Applesbananaspears · 23/03/2019 18:23

I think in certain professions an Oxbridge degree will open initial doors and will certainly open up opportunities and connections. Top law / accountancy / banking roles will very much be easier to get onto as a grad. Not because the candidates are necessarily better but recruiters with 1000 applications have to whittle them down somehow and an Oxbridge degree is one way of putting you further ahead.

If my child was Oxbridge material I’d certainly strongly encourage them in that direction. However, given none of them are I will not have the opportunity to do so

Copperplate · 23/03/2019 18:31

sailors, I went to Oxford, and am working class, and at interview no one had the remotest interest in my hobbies — my non-existent sailing experience/viola grade/gap year or DoE (I’m pretty sure I wouldn’t have even known what that was then, and I had never met anyone who’d taken a gap year and gone harassing lepers in Baltistan) — or indeed in anything other than my subject. And my college was generous with the hardship fund, and I always worked in the vac.
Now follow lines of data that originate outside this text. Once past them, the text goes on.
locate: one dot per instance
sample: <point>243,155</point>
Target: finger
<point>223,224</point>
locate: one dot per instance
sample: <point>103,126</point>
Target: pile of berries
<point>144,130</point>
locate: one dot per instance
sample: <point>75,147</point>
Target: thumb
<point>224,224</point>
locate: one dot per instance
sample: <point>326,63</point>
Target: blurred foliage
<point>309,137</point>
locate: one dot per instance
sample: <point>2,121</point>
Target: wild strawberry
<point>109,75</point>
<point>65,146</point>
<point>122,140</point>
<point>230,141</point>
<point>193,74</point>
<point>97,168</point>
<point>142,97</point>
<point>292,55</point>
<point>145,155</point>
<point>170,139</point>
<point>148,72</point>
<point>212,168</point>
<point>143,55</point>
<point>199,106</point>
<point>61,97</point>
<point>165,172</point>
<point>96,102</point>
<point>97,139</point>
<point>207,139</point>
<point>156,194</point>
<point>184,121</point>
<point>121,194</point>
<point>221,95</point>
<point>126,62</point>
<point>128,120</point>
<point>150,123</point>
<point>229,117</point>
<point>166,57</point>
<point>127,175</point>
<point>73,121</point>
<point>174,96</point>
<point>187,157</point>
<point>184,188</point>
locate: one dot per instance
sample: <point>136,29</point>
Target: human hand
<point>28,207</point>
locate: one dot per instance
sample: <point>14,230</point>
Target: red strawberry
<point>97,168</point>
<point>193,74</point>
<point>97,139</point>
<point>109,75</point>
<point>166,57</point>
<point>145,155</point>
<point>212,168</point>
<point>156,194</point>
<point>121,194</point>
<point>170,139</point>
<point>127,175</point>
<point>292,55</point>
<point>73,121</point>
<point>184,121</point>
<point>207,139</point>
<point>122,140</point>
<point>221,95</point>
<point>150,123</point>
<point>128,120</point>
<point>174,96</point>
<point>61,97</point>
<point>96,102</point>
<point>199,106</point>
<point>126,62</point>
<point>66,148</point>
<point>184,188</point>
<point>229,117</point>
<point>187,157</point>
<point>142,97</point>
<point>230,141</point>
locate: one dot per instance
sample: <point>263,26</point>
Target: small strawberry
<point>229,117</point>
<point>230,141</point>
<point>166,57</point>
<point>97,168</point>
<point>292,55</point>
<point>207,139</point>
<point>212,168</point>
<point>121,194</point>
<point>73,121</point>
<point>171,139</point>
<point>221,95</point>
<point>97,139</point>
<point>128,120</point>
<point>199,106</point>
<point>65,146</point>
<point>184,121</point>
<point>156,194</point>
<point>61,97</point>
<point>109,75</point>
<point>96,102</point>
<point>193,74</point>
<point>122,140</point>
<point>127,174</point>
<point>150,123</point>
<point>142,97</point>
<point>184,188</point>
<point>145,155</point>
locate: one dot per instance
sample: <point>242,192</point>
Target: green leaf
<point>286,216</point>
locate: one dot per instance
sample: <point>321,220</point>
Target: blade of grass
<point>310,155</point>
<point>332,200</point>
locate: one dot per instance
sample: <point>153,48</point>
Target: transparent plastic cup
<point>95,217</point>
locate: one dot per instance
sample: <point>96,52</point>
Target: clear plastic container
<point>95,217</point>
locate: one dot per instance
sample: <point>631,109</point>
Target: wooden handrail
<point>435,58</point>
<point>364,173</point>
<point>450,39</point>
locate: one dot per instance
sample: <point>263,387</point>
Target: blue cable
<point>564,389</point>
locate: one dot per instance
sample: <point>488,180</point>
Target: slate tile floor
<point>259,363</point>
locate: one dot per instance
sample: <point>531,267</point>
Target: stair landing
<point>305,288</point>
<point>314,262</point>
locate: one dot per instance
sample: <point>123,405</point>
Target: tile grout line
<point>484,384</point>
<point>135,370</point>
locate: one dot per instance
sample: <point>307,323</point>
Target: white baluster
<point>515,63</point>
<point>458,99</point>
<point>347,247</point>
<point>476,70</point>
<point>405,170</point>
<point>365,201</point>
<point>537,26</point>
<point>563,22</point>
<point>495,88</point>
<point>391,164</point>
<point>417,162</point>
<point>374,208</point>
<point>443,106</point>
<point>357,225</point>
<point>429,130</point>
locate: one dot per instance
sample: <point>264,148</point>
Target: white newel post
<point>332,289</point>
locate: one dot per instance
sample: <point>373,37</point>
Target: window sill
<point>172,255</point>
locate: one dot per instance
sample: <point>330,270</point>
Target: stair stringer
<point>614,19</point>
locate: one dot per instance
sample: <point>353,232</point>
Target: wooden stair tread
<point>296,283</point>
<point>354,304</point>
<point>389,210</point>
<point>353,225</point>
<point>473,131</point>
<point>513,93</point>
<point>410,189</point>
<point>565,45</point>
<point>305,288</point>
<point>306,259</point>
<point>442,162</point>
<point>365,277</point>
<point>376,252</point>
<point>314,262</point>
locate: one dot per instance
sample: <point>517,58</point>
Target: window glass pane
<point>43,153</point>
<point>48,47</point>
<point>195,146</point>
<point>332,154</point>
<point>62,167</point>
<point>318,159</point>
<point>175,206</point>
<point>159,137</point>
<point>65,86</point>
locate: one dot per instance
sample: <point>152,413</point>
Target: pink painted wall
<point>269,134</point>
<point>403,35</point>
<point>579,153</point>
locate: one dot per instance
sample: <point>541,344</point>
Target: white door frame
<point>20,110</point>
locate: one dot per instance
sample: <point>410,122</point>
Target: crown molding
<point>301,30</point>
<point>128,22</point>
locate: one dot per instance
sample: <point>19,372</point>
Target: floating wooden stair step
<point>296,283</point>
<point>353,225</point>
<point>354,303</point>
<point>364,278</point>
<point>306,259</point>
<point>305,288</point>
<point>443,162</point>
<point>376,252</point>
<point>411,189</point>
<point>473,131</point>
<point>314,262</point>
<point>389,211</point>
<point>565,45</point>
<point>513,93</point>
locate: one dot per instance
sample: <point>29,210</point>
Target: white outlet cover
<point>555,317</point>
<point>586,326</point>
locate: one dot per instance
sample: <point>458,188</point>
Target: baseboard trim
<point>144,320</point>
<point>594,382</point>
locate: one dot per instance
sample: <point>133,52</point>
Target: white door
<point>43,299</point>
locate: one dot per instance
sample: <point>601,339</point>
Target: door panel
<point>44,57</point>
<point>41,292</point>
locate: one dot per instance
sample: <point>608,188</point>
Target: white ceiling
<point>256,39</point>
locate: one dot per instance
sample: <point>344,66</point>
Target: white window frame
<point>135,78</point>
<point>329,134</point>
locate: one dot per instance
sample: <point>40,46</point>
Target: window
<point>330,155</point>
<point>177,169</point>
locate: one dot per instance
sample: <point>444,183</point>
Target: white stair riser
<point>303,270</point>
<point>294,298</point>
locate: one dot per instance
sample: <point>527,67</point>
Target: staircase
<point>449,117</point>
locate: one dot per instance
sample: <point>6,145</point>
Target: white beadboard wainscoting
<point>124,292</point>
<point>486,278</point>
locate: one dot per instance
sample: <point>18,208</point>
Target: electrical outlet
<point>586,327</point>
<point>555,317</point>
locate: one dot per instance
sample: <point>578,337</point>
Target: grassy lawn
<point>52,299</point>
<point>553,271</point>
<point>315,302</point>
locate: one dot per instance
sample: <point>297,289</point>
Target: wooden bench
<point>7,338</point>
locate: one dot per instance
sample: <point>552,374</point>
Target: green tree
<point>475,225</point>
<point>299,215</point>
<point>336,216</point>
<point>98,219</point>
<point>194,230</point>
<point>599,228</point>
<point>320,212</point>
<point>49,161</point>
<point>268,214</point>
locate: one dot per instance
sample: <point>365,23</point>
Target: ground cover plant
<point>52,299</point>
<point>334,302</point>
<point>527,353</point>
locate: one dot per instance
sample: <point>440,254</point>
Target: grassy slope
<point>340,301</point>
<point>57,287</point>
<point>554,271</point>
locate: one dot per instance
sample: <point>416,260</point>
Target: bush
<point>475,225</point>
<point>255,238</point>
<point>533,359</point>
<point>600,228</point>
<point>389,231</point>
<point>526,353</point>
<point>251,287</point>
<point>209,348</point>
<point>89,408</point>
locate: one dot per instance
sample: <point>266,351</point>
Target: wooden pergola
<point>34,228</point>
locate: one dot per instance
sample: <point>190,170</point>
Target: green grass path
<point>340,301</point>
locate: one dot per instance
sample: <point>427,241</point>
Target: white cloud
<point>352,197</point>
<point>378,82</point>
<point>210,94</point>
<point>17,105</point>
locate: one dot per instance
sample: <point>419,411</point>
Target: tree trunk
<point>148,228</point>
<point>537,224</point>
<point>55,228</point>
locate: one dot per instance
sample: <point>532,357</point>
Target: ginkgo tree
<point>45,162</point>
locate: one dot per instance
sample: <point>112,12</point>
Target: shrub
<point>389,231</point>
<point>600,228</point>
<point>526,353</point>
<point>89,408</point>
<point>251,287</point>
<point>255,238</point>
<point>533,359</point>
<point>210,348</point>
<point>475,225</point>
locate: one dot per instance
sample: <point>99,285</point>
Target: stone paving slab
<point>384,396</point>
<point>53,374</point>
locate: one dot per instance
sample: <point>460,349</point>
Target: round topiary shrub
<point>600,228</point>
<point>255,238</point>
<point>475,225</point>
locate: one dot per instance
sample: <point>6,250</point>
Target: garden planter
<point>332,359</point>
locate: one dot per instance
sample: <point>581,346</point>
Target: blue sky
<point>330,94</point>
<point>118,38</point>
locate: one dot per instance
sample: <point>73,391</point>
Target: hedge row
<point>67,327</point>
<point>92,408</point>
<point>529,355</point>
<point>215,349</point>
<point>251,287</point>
VirginiaWolfHall · 23/03/2019 18:39

Dd1’s school organised a trip to Oxford Uni for the ‘more able’ year 10s. Why the f they are doing it in Y10 seems madness to me. Reeks of pressurisation and at the same time ‘pigeon holing’ at far too early a stage in their school careers.

Luckily dd1 (who didn’t get asked) has absolutely zero interest in going for Oxbridge! Grin

FunkyKingston · 23/03/2019 18:42

Okay op which college did you or your offspring fail to get accepted by?

Howdyhihi · 23/03/2019 18:42

Not overrated. Even if someone were to argue that there wasn't a massive career benefit (which in most professions I've seen that there is) then there is a massive benefit in the other people someone could meet and become friends with whilst there.

Also nobody only applies to those two universities and discounts everywhere else.